Hal-hal di atas menjadi pendukung makin lemahnya budaya politik demokratis masyarakat Sulawesi Utara secara umum, dan masyarakat kota Manado secara khusus. Budaya politik demokratis diganti dengan fanatisme buta yang menghilangkan nalar kritis publik untuk menilai pemerintahan, serta kelas menengah yang berkaraktek apolitis yang menjadi pelengkap akan kematian perlahan budaya politik demokratis di daerah ini.

Gerakan 1% Aktivis Mahasiswa

Selain kritik ke kebudayaan politik demokratis masyarakat, kritik juga harus ditujukan ke dalam gerakan mahasiswa itu sendiri.
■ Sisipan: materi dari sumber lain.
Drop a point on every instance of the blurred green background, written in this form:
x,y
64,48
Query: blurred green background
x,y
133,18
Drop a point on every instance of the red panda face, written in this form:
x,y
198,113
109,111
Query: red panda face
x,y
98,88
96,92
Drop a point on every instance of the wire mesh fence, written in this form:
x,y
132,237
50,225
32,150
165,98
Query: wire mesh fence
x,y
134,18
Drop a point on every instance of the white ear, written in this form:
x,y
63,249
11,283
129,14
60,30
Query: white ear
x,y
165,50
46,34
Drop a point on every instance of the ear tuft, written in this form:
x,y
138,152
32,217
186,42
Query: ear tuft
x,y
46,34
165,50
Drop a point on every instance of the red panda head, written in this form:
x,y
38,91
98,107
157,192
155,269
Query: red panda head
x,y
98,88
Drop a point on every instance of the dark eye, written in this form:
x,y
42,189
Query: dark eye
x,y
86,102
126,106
Kita harus mengakui bahwa gerakan mahasiswa di Sulawesi Utara, khususnya Manado, hanya dimotori oleh sebagian elite-elite organisasi mahasiswa. Hal ini bukan berarti bahwa memberikan porsi lebih besar ke mahasiswa yang “bukan elite” untuk memotori gerakan, walaupun hal tersebut tidak salah. Melainkan adalah membuat gerakan mahasiswa itu tidak eksklusif dengan menjangkau kelas masyarakat bawah.
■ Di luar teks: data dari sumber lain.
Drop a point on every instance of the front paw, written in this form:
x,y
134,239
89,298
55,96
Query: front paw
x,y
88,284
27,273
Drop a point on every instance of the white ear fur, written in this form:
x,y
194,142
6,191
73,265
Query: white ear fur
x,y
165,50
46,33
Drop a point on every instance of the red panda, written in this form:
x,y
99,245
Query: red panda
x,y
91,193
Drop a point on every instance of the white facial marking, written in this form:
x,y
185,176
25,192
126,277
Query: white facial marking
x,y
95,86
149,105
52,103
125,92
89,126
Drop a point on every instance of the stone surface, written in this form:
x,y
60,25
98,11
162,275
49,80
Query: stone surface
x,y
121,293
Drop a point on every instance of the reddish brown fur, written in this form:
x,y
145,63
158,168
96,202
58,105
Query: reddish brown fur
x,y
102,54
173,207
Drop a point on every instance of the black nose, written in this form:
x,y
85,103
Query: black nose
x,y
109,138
Selama ini kelemahan gerakan mahasiswa kota Manado adalah tidak dapat menjangkau segmentasi kelas masyarakat bawah, yaitu bagaimana melibatkan kelas masyarakat bawah untuk terlibat bersama dalam perjuangan demokratis. Sekat-sekat identitas keorganisasian mahasiswa makin memperkuat eksklusivisme gerakan mahasiswa, sehingga perjuangan mahasiswa seolah-olah hanya  merupakan perjuangan mahasiswa itu sendiri, alih-alih perjuangan kelas masyarakat bawah.

Hal lain adalah pola perjuangan mahasiswa kota Manado yang masih sangat konvensional. Tidak ada platform media bersama sebagai wahana agitasi dan propaganda yang efektif untuk membentuk wacana publik. Karena hal ini, gerakan mahasiswa tidak mampu untuk bertarung wacana dalam sosial media. Kita bisa melihat bahwa, betapa lemahnya gerakan mahasiswa berhadapan dengan media-media yang mendiskreditkan gerakan tersebut, serta penggiringan opini publik yang dilakukan oleh akun-akun media sosial dengan followers yang besar.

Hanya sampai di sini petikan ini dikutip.